Since reacquainting myself with the semi-colon, I’ve been delighted to have it in my toolkit, though there are still moments when I choose not to use it. I’m thinking of high intensity moments in a story when simplicity on the page often seems important in drawing the reader along. Punctuation introduces pauses that can slow the narrative down.

Punctuation must be understood for its visual impact as well. While we don’t usually think of writing as a visual medium, the way a page looks even before the words are decoded, evokes a response. I recoil from a page containing a block of text without indentation. I feel as if the writer is making a kind of demand I might not want to honor. Similarly, a page with many indentations makes me feel micromanaged by the writer—maybe it feels as if she’s forcing me into drawing certain conclusions, or she’s trying too hard for effect. These reactions may be subliminal, but I think we all have them.

Punctuation is always a direction from the writer to the reader. It shows the reader what the writer thinks is important. A simple period, for example, indicates the end of a thought, and the period is usually placed after the most important word or phrase of the sentence; the important material always comes at the end. Without the period a certain emphasis would be lost. I spend a lot of time rearranging words to make sure the emphasis is on that final word before the gatekeeping period.

Because of my somewhat unconventional approach to punctuation, the copy-editing process has often been torturous for me. Copy editors, with their Chicago Manual of Style guides in hand, represent a pinnacle of scholarly rectitude. A properness I have often glibly rejected. But working with good copy editors has humbled me. When a copy editor on my most recent book pushed me to examine sentence after sentence that might benefit from a colon, I finally had to agree she was right. There’s efficiency and clarity in a colon. Look at this, it says. Why had I been rejecting such elegant economy for so long?

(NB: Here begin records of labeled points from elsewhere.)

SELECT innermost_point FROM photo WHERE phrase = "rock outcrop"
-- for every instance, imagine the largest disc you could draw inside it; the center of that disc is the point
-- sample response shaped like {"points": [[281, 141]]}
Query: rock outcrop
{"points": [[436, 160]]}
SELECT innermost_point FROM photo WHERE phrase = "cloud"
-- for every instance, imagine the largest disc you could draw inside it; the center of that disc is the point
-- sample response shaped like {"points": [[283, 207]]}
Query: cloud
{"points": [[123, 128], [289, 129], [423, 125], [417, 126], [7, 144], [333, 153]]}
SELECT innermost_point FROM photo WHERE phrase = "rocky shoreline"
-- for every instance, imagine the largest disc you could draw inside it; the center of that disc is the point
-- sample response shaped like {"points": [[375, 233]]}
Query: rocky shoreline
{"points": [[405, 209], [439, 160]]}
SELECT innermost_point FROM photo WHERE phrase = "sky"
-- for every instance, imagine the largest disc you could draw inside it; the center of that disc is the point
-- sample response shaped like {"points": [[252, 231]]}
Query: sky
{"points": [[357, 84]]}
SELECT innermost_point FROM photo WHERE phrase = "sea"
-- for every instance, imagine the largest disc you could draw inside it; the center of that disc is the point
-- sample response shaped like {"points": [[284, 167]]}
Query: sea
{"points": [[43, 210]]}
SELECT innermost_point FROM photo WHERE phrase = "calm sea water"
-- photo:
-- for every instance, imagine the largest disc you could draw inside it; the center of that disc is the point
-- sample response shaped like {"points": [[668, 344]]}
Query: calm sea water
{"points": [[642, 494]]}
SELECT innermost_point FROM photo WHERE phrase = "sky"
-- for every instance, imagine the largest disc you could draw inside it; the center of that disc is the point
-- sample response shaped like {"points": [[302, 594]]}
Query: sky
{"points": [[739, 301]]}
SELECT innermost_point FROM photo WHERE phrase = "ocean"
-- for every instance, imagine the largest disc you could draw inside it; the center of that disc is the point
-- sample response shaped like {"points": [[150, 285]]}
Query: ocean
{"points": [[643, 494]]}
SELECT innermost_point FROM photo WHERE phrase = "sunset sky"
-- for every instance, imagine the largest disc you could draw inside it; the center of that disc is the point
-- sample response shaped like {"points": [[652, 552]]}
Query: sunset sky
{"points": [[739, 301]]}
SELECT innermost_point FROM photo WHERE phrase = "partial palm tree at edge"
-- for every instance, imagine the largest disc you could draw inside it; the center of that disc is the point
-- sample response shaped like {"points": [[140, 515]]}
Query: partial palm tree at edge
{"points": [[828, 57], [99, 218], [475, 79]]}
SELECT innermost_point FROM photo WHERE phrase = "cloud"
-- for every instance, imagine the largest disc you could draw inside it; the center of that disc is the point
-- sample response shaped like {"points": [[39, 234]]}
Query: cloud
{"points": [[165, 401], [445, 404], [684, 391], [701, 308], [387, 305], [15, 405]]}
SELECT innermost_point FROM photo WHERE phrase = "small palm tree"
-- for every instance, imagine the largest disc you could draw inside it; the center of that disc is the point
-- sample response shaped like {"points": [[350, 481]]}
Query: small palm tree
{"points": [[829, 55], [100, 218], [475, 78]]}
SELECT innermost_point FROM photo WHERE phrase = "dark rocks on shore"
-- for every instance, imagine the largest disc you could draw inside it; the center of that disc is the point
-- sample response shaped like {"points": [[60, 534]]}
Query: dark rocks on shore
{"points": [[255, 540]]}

And so, I’ve begun using colons too. Not everywhere. Not all the time. It has to not interfere with the emotional content on the page. And it has to be used at a moment when I’m okay with directing the reader’s attention somewhat aggressively. But the important thing is: I’ve come to appreciate the usefulness of colons. And in doing so I’ve come to understand something important about what punctuation is: It isn’t only a set of formal rules to be embraced or rejected; it’s a fine-toothed tool for shading the emotional import of the sentences and, ultimately, the whole work.

I wish I could discuss my insights with my 7th grade English teacher, Mrs. Mahoney. We all adored her. She was a stickler about a lot of things. She made us memorize all the prepositions and the Quality of Mercy speech from The Merchant of Venice. She gave us weekly vocabulary tests. (Benevolent and beneficent are words I learned under her tutelage.) But she was also a passionate afficionado of theater and acting and poetry and art. She loved telling us the story of how she was acting on stage when her appendix burst. Instead of rushing off, she insisted on continuing to the end of the play. She was someone who understood—as I do now—the value of knowing how to use the rules, as well as knowing when to flout them.